Energy efficiency has delivered the largest share of historic greenhouse gas mitigation and is an anticipated path for hospitals to follow into the immediate future. ASHE has suggested facility managers begin their decarbonization journey by implementing measures that will deliver the biggest bang for the buck. This presentation will define the current situation faced by facility managers and suggest some simple cost-effective strategies that can produce immediate energy and GHG reductions for any healthcare operation.

Learning Objective:

1. Understand what greenhouse gas reduction involves and exactly what hospital facilities are tasked to deliver.

2. Provide references to industry resources which can be used to help create a road map to success.

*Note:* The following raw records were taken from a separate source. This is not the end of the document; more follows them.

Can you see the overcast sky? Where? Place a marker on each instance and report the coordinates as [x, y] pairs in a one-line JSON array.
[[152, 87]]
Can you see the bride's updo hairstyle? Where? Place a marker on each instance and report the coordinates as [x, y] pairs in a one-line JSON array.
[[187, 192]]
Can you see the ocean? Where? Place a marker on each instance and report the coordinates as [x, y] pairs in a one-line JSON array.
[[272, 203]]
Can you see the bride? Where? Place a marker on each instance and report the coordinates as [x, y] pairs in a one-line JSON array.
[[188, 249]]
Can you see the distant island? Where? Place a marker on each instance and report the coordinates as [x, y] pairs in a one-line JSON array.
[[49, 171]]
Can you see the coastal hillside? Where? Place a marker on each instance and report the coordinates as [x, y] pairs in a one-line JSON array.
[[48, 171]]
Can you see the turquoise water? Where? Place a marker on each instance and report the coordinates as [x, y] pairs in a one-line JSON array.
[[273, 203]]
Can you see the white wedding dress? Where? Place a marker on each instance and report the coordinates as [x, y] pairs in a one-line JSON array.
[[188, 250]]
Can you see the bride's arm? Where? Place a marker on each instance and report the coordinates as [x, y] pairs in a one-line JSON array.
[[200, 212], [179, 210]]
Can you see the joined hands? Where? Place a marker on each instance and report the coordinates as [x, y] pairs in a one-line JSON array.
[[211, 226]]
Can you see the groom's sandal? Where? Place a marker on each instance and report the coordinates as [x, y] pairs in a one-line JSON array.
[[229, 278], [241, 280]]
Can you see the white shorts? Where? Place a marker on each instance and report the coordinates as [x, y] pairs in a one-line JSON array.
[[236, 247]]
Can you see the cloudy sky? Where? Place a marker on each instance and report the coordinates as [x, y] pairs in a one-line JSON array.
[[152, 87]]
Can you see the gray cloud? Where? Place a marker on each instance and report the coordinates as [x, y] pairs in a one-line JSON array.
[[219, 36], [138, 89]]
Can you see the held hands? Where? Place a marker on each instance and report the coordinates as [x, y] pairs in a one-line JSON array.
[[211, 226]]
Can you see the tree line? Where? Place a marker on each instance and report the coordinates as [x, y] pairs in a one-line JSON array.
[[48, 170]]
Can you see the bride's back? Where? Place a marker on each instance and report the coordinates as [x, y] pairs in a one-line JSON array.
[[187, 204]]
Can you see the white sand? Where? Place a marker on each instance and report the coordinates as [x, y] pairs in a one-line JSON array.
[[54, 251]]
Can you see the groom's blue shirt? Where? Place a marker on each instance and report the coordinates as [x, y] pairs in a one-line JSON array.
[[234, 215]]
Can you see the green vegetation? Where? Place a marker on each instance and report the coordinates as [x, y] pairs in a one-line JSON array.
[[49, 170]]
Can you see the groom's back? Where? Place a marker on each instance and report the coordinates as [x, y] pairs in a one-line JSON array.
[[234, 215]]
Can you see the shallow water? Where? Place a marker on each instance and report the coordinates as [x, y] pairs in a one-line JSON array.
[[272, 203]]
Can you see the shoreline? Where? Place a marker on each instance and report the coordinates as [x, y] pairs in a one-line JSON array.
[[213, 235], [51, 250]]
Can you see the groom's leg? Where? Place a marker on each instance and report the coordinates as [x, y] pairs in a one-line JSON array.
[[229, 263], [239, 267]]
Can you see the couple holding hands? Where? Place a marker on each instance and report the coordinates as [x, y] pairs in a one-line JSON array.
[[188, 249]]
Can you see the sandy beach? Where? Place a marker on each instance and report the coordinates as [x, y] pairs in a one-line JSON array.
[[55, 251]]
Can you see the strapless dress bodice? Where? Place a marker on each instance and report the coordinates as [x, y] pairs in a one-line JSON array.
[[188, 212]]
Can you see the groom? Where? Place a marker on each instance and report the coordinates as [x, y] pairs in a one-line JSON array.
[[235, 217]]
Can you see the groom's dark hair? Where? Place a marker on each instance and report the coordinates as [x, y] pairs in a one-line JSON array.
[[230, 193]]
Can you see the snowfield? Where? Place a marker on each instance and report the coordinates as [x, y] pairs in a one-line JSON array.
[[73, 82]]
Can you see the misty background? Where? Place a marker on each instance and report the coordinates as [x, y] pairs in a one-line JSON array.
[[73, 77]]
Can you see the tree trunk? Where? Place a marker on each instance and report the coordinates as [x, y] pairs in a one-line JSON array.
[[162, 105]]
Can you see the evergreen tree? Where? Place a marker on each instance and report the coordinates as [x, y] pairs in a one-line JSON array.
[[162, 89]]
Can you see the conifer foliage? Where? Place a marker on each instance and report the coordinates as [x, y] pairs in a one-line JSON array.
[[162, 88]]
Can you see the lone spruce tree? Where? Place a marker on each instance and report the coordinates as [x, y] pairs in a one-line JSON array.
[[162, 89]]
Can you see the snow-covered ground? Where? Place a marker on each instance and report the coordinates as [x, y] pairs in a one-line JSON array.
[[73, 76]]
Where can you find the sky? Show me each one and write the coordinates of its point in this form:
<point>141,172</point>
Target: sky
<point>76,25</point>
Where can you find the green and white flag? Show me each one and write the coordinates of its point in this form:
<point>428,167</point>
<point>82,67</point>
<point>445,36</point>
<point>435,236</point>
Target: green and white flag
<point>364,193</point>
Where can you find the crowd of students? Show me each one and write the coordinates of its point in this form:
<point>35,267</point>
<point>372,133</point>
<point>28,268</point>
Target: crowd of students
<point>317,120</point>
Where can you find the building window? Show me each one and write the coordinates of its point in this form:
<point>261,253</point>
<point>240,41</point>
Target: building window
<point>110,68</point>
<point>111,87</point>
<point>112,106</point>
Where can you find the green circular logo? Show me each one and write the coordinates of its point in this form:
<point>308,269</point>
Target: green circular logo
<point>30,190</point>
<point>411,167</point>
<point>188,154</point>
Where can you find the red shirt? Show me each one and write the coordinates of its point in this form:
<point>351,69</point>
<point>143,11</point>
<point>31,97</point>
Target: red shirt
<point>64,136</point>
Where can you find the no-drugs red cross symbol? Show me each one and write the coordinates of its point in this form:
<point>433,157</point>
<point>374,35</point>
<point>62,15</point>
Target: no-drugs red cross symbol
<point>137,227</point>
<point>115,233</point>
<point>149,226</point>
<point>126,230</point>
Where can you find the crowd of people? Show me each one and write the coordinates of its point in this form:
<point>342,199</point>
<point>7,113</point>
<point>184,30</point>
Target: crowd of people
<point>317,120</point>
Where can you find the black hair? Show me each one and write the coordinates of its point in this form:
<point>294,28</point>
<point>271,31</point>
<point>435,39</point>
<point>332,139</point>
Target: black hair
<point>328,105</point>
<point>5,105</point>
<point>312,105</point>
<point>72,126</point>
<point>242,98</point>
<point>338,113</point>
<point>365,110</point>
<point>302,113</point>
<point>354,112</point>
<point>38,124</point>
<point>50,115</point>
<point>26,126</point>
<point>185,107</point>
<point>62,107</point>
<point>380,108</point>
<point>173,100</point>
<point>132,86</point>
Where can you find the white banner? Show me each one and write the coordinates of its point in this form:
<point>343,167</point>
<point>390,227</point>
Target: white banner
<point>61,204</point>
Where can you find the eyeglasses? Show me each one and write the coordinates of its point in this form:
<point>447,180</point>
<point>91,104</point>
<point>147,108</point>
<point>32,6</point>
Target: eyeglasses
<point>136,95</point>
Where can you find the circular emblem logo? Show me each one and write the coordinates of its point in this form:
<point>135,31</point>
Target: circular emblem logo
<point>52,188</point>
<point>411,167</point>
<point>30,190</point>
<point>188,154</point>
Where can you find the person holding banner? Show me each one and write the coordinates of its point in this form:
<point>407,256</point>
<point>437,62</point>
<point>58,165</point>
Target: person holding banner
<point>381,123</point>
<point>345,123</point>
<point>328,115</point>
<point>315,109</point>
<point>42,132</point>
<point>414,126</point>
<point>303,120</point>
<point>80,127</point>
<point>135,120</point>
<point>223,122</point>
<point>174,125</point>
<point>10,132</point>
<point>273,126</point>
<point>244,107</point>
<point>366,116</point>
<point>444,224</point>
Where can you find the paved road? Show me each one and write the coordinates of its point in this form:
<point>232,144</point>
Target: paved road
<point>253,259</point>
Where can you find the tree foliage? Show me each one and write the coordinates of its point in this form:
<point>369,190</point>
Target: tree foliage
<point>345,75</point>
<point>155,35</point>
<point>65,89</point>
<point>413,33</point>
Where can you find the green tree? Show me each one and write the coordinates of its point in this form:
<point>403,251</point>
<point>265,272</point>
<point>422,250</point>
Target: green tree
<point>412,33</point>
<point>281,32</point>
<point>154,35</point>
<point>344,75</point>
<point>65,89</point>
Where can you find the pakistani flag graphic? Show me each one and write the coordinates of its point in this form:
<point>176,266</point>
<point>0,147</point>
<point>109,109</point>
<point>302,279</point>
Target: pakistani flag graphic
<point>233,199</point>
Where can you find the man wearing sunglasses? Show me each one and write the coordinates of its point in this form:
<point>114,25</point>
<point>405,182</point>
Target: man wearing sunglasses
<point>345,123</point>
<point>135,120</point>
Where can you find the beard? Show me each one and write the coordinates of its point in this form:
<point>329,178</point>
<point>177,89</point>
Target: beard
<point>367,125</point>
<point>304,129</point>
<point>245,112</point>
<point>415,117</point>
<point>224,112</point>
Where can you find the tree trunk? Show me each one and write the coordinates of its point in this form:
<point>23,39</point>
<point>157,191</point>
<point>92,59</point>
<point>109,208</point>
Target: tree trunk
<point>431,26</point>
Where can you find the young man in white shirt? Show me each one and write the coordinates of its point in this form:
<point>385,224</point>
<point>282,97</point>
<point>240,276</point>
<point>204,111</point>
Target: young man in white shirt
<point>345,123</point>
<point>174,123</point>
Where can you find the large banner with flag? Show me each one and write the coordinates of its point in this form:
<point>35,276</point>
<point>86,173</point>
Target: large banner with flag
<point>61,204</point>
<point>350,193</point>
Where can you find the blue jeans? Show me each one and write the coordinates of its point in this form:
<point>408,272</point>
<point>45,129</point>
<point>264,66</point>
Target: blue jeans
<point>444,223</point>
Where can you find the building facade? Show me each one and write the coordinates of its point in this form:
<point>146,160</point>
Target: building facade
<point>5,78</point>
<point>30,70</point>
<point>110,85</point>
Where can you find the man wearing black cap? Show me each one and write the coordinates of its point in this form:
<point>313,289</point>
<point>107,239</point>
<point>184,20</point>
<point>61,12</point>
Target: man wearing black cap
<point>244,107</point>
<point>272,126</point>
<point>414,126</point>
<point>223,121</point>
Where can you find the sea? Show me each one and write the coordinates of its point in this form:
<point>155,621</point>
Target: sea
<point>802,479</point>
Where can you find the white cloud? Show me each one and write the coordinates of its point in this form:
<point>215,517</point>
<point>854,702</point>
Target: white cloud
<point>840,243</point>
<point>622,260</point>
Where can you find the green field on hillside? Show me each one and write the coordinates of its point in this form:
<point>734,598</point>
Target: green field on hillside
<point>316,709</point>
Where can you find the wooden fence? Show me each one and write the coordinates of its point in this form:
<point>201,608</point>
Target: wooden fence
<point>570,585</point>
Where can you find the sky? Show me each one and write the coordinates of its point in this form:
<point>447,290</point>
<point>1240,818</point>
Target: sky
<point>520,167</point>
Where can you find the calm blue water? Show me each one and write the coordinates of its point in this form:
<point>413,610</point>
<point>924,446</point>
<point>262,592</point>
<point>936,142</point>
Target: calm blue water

3. Explain the various contributors of hospital GHG emissions including direct, indirect, and other source emissions that must be addressed.

4. Define hospital “energy use intensity” (EUI) and show exactly which process within the facility consume the most energy, and why.

5. Outline three opportunities within a hospital that can deliver the largest energy-source reduction and understand practical ways to implement solutions with little or no first-cost consequence.

6. Clarify a simple and effective way to communicate the financial benefit of any energy-efficiency initiative to the CFO, in a manner that will garner a positive response.